Unless you are a baby or a little child, the days are over where you can fall asleep in any weird sleeping postures and still wake up pain-free and refreshed. Compounding this, your sleep quality and quantity have decreased as well.
Unfortunately, as we age, our muscles, joints, and soft tissues become stiffer and less pliable. Good sleep postures become more important. And sleeping in awkward positions can be a recipe for disaster for our body.
In our Burnaby Physiotherapy practice, we see clients come in with all sorts of issues from sleep!
These may include:
You may already be suffering from back, neck, shoulder, hip, or knee pain. Sleep in a bad posture will aggravate an existing injury and at worse, slow down the healing process. Your Physiotherapist will assess your injury, and recommend the best sleeping posture based on the findings.
Good sleep postures can be difficult to maintain. You can start off with the best sleeping position but once you get into a deep sleep there is no guarantee of how you will wake up. Using multiple pillows can be useful to help maintain a proper position to ensure your head, neck, shoulder, back, hips, and knees are aligned.
Our team at EastWest Physiotherapist Burnaby can show you some sleeping positions that can make your night a little more comfortable.

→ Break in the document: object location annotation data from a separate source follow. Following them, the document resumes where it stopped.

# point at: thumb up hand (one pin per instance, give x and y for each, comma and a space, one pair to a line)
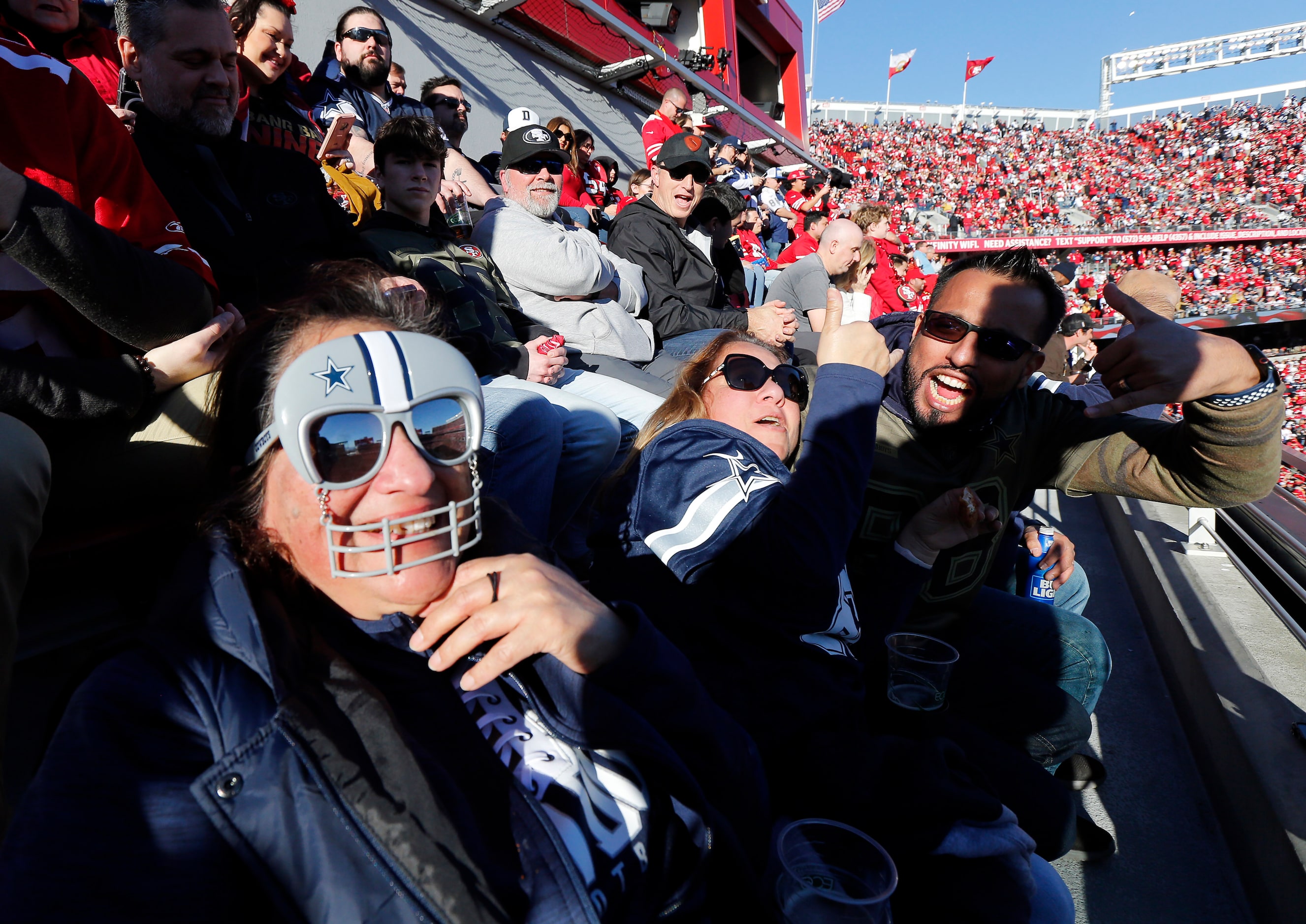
853, 343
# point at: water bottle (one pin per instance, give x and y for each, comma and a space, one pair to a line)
1040, 586
459, 217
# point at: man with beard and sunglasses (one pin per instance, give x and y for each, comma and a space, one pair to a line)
687, 299
257, 215
363, 91
956, 411
559, 273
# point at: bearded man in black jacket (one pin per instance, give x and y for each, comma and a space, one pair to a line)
687, 299
260, 216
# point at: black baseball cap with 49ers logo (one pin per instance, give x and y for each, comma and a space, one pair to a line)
681, 149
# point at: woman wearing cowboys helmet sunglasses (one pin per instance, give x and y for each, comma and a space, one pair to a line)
344, 714
739, 560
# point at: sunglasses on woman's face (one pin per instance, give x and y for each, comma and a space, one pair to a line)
349, 448
749, 373
997, 343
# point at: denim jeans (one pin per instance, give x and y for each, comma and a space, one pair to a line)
1074, 594
755, 281
520, 451
1031, 674
591, 436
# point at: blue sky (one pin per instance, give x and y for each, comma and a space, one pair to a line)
1045, 54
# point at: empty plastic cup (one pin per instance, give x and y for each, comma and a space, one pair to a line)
832, 873
920, 667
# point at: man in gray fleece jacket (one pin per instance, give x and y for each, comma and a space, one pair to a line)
562, 276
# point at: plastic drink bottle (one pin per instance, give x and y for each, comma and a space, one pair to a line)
1040, 586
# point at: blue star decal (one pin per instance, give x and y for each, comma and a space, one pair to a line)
335, 376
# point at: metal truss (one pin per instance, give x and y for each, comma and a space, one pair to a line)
1164, 61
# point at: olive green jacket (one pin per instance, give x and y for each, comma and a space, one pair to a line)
472, 291
1215, 457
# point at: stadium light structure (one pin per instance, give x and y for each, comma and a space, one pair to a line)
1164, 61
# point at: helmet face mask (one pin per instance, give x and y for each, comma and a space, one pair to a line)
335, 411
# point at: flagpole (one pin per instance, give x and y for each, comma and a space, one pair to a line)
965, 83
889, 85
811, 59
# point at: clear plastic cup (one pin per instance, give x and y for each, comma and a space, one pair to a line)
832, 873
920, 667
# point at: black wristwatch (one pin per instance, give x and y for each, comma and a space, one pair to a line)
1267, 385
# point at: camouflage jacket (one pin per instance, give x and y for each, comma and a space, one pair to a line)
473, 294
1215, 457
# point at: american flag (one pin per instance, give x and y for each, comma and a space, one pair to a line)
827, 8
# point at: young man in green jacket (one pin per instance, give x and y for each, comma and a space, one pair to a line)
595, 413
956, 413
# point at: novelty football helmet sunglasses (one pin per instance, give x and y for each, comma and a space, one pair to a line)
335, 411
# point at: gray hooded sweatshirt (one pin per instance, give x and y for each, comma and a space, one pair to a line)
542, 260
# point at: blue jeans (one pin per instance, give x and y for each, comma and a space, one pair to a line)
755, 281
1074, 594
1029, 674
687, 346
520, 451
591, 435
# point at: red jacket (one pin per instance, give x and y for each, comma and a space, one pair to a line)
655, 133
91, 50
573, 191
802, 246
64, 137
885, 281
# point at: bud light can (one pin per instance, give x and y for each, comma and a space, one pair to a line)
1040, 586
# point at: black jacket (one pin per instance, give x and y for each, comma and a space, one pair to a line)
123, 297
260, 216
685, 289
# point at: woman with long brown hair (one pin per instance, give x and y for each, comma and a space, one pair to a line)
575, 189
739, 560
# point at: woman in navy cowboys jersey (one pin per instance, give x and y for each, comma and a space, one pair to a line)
741, 563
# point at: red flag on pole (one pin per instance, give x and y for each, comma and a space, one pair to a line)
973, 68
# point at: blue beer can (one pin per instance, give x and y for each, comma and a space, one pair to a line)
1040, 586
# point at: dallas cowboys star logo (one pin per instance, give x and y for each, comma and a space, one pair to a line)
738, 467
1002, 445
335, 376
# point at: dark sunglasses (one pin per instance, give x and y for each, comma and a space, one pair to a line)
361, 34
535, 165
749, 373
353, 445
997, 343
699, 171
437, 99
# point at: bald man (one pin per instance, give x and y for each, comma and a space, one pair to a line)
802, 286
1157, 293
1153, 290
663, 124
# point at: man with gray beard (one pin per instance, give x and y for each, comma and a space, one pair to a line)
259, 216
561, 276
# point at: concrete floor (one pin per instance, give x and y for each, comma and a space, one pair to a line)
1172, 863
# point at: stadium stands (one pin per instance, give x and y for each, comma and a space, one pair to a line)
1225, 169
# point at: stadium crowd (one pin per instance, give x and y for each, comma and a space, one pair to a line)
1221, 169
549, 538
1213, 278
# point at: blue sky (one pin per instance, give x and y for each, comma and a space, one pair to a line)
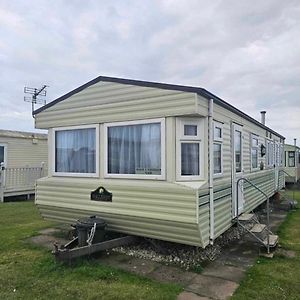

What Is The Best Sleeping Posture?
If you are a back sleeper, choose a supportive pillow that is not too thick or thin. The goal is to keep your neck in neutral alignment. Your Physiotherapist may recommend a cervical roll placed under the curvature of the neck to support it.
Your chin should not be poking upward or downward, it should be at a 90-degree angle with the body.
Place a pillow underneath the knees to keep it bent. You will find that your back flattens and is more relaxed. For those experiencing low back pain, this sleeping posture can be a game-changer.
As a side sleeper ensure that your neck is in a neutral position. Keep your spine aligned to prevent undue stress on the joints of the neck. Good sleeping posture in side-sleeping requires support, so you will need a pillow.
To help the shoulders, try hugging a pillow. You may also roll the lower shoulder forward. You may place the hand under the pillow or straight out to prevent excessive weight and pressure on the shoulder joint. In some cases, your Physiotherapist may not recommend sleeping on your injured shoulder at all.
A large body pillow is useful here to help improve sleep posture for the body.
Sleeping on your stomach is the worst sleeping posture out of the 3. For the neck, chances are you need to turn your head in one direction for an extended period of time. For the back, this sleeping posture arches the low back and can tighten it. Most people with stiff, painful lower back do not do well with this position.
If you are someone who can only sleep or fall asleep on your stomach, let’s go through a couple of ways to minimize the stress on your body.
Use a very thin or no pillow for the head. A thick pillow will extend your neck. Combined with an extreme rotation of the neck, this can pinch your neck joints and create imbalances in your neck and shoulder region.
Place a pillow under the belly to decrease excessive arching of the low back and help to put the spine in a slightly more neutral position.
You may also rotate your body so you are not completely on your stomach. Using a body pillow, you can bend one knee and support one arm in this position.
Your Physiotherapist will help guide you on the best sleeping posture based on your condition.